Japanese Prime Minister Shinzo Abe is pressing ahead with his long-time goal of removing constitutional restrictions on a military buildup, despite worldwide criticism over his visit last week to the Yasukuni Shrine for the war dead, analysts said.
The steps Abe will take may include allowing Japanese armed forces to join other countries in patrolling maritime routes on the high seas - a move currently unconstitutional - and engaging US help to eliminate procedural obstacles to rewriting Japan's pacifist Constitution, according to Tokyo's policy insiders.
Shinichi Kitaoka, a former Japanese ambassador to the United Nations and a key security adviser to Abe, told leading Japanese newspaper Yomiuri Shimbun on Sunday that the "right to collective self-defence" - illegal under the existing official interpretation of Japan's Constitution - should be allowed, to enable Japanese Self-Defence Forces to participate in joint patrols safeguarding the "sea lanes" for crude oil shipping.
Joint patrols along high-sea routes - spanning from the Middle East via the South China Sea to Japan - are part of the "proposal summary" of a key governmental security policy consulting panel, said Kitaoka, acting president of the advisory panel.

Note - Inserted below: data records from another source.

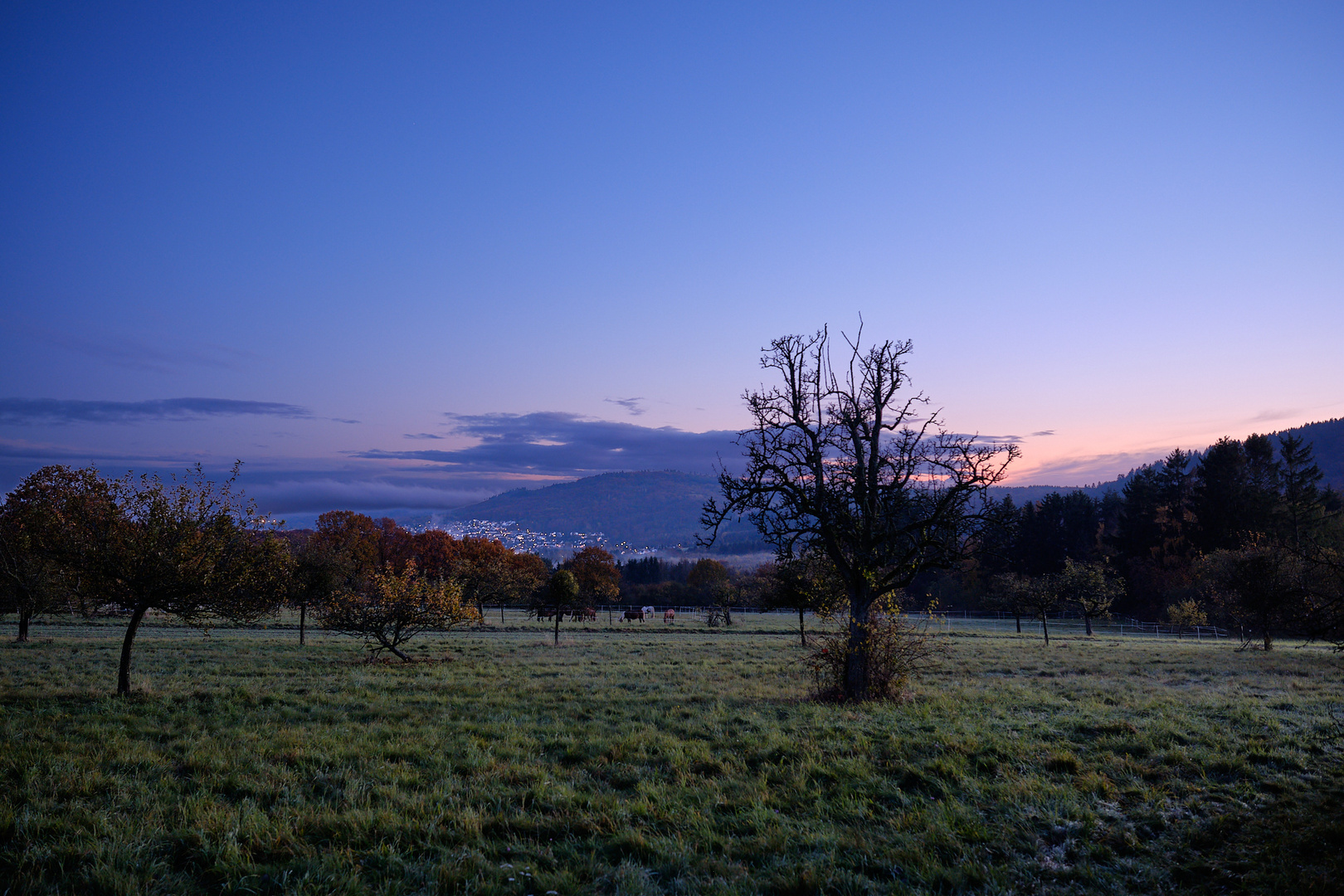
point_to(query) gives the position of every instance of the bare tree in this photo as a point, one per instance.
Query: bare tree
(45, 525)
(845, 461)
(1088, 587)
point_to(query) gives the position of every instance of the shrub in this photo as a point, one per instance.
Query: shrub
(895, 649)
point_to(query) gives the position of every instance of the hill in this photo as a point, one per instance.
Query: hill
(647, 508)
(663, 508)
(1327, 438)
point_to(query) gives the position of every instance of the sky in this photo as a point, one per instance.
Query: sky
(409, 256)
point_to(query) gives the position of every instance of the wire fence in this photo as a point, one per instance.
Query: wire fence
(616, 617)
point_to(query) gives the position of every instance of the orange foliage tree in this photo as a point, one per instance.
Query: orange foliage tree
(396, 607)
(596, 572)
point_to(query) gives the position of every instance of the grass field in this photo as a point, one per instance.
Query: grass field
(660, 761)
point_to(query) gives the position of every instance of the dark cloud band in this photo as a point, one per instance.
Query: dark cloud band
(47, 410)
(566, 444)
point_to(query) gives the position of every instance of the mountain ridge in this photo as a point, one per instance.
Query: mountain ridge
(661, 508)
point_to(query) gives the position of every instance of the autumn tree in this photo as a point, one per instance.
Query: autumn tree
(1088, 587)
(596, 572)
(491, 572)
(45, 527)
(188, 548)
(1010, 592)
(843, 460)
(396, 607)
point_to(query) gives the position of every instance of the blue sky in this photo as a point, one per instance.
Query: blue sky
(344, 242)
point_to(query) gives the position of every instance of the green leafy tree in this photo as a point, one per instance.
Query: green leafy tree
(1008, 592)
(1088, 587)
(396, 607)
(561, 596)
(596, 572)
(806, 585)
(845, 461)
(1042, 598)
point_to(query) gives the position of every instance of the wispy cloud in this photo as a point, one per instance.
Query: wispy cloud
(47, 410)
(128, 353)
(631, 405)
(1075, 470)
(572, 445)
(49, 453)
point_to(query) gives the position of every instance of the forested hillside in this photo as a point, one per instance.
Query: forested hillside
(647, 508)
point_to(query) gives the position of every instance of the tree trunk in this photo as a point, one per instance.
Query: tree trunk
(124, 670)
(856, 655)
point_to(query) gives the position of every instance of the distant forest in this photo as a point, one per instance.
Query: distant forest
(1159, 529)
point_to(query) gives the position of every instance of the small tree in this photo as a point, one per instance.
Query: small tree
(1186, 614)
(491, 572)
(45, 528)
(596, 574)
(559, 596)
(845, 461)
(895, 646)
(1088, 587)
(188, 548)
(1259, 586)
(806, 585)
(394, 609)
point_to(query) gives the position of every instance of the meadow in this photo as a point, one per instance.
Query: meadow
(665, 759)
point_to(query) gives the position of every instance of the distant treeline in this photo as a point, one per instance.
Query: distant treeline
(1171, 533)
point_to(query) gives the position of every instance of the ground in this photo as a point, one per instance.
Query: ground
(665, 759)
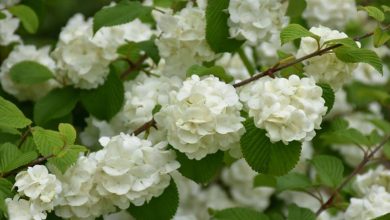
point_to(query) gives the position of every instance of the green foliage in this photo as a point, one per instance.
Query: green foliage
(123, 12)
(58, 103)
(238, 214)
(295, 31)
(214, 70)
(359, 55)
(30, 72)
(163, 207)
(27, 16)
(298, 213)
(200, 171)
(329, 170)
(11, 116)
(217, 30)
(105, 101)
(373, 12)
(264, 156)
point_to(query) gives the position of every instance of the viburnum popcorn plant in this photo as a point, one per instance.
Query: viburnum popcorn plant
(174, 110)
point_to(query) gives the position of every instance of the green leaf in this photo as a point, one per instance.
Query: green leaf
(373, 12)
(121, 13)
(48, 142)
(30, 72)
(293, 181)
(105, 101)
(380, 37)
(163, 207)
(358, 55)
(295, 8)
(11, 116)
(298, 213)
(239, 214)
(328, 95)
(264, 180)
(58, 103)
(200, 171)
(295, 31)
(329, 169)
(27, 16)
(68, 131)
(205, 71)
(264, 156)
(217, 30)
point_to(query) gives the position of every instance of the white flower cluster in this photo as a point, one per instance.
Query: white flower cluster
(202, 117)
(239, 177)
(83, 59)
(326, 68)
(42, 190)
(127, 170)
(182, 42)
(288, 109)
(27, 53)
(256, 20)
(331, 13)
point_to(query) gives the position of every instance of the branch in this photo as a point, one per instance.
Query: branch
(361, 165)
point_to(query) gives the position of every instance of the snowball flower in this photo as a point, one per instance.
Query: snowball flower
(374, 204)
(8, 26)
(202, 117)
(25, 92)
(182, 42)
(288, 109)
(331, 13)
(326, 68)
(37, 183)
(256, 20)
(83, 59)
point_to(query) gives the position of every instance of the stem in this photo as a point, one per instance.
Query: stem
(361, 165)
(247, 63)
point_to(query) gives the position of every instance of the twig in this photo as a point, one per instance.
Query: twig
(361, 165)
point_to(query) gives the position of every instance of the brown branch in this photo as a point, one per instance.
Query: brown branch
(357, 170)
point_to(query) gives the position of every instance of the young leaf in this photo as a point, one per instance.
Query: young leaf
(373, 12)
(163, 207)
(264, 156)
(358, 55)
(123, 12)
(200, 171)
(105, 101)
(58, 103)
(329, 169)
(27, 16)
(217, 30)
(30, 72)
(238, 214)
(328, 95)
(298, 213)
(11, 116)
(295, 31)
(214, 70)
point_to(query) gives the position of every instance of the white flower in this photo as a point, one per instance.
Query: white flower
(37, 184)
(331, 13)
(256, 20)
(83, 59)
(8, 26)
(239, 177)
(202, 117)
(27, 53)
(182, 42)
(326, 68)
(374, 204)
(288, 109)
(21, 209)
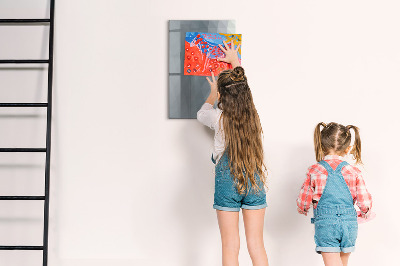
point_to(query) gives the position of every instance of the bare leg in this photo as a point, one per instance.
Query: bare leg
(332, 259)
(229, 228)
(254, 227)
(345, 258)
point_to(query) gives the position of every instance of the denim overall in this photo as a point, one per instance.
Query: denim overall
(335, 218)
(226, 195)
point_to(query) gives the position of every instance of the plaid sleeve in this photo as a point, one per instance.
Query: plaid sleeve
(305, 197)
(364, 199)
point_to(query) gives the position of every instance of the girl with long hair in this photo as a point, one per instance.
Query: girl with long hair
(240, 173)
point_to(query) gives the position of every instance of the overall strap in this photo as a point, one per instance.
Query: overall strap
(326, 166)
(340, 166)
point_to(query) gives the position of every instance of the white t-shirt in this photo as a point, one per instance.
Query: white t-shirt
(210, 116)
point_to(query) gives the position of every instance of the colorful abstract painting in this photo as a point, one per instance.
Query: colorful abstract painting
(202, 51)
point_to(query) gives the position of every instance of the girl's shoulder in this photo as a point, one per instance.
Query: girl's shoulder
(316, 169)
(351, 169)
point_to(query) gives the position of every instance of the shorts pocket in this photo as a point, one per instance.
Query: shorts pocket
(326, 232)
(352, 228)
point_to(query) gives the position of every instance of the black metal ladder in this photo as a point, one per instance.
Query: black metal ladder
(47, 105)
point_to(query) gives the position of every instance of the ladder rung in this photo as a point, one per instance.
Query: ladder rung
(34, 20)
(21, 247)
(22, 149)
(24, 61)
(23, 104)
(22, 197)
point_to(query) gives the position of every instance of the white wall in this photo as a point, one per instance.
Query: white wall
(130, 187)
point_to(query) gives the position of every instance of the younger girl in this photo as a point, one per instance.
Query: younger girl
(238, 154)
(333, 186)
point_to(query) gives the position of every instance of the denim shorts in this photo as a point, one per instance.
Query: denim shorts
(335, 232)
(226, 195)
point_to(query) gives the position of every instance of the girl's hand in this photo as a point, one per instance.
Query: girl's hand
(301, 211)
(214, 90)
(231, 54)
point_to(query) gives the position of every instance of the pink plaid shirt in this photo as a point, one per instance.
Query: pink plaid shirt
(314, 185)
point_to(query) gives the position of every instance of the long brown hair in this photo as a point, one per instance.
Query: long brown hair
(242, 130)
(336, 137)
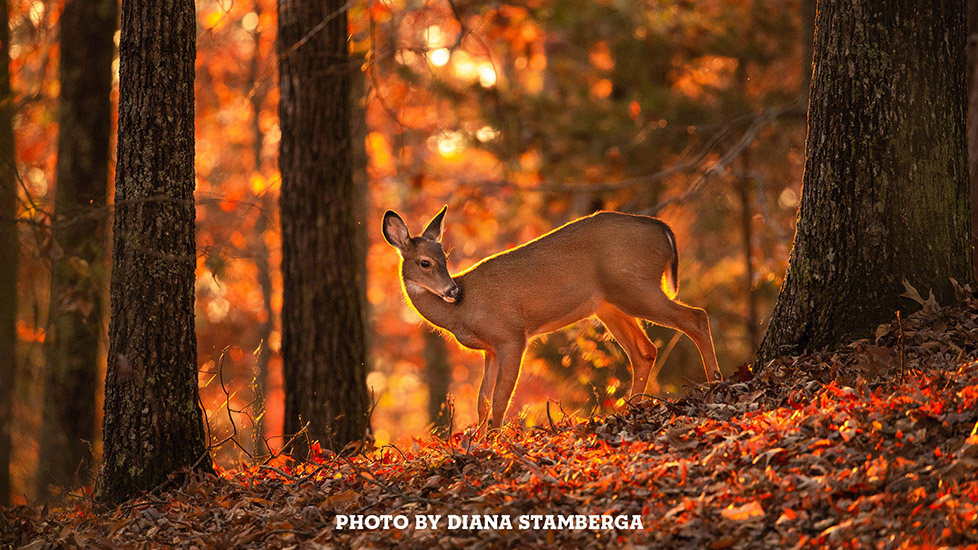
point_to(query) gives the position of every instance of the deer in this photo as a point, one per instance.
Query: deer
(617, 267)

Zhang Boyu, deputy director of the Department of Japanese Politics at the Institute of Japan Studies under the Chinese Academy of Social Sciences, said Abe and his Cabinet will not give up on revising the Constitution.
"Abe's ultimate goal is to overthrow the pacifist Constitution, and future procedural steps will be taken little by little to make the law exist only nominally," Zhang said.
The topic on enabling collective self-defence was not played down after Abe on Thursday became the first sitting Japanese prime minister in years to visit the Yasukuni Shrine, which honors 14 class-A war criminals from World War II.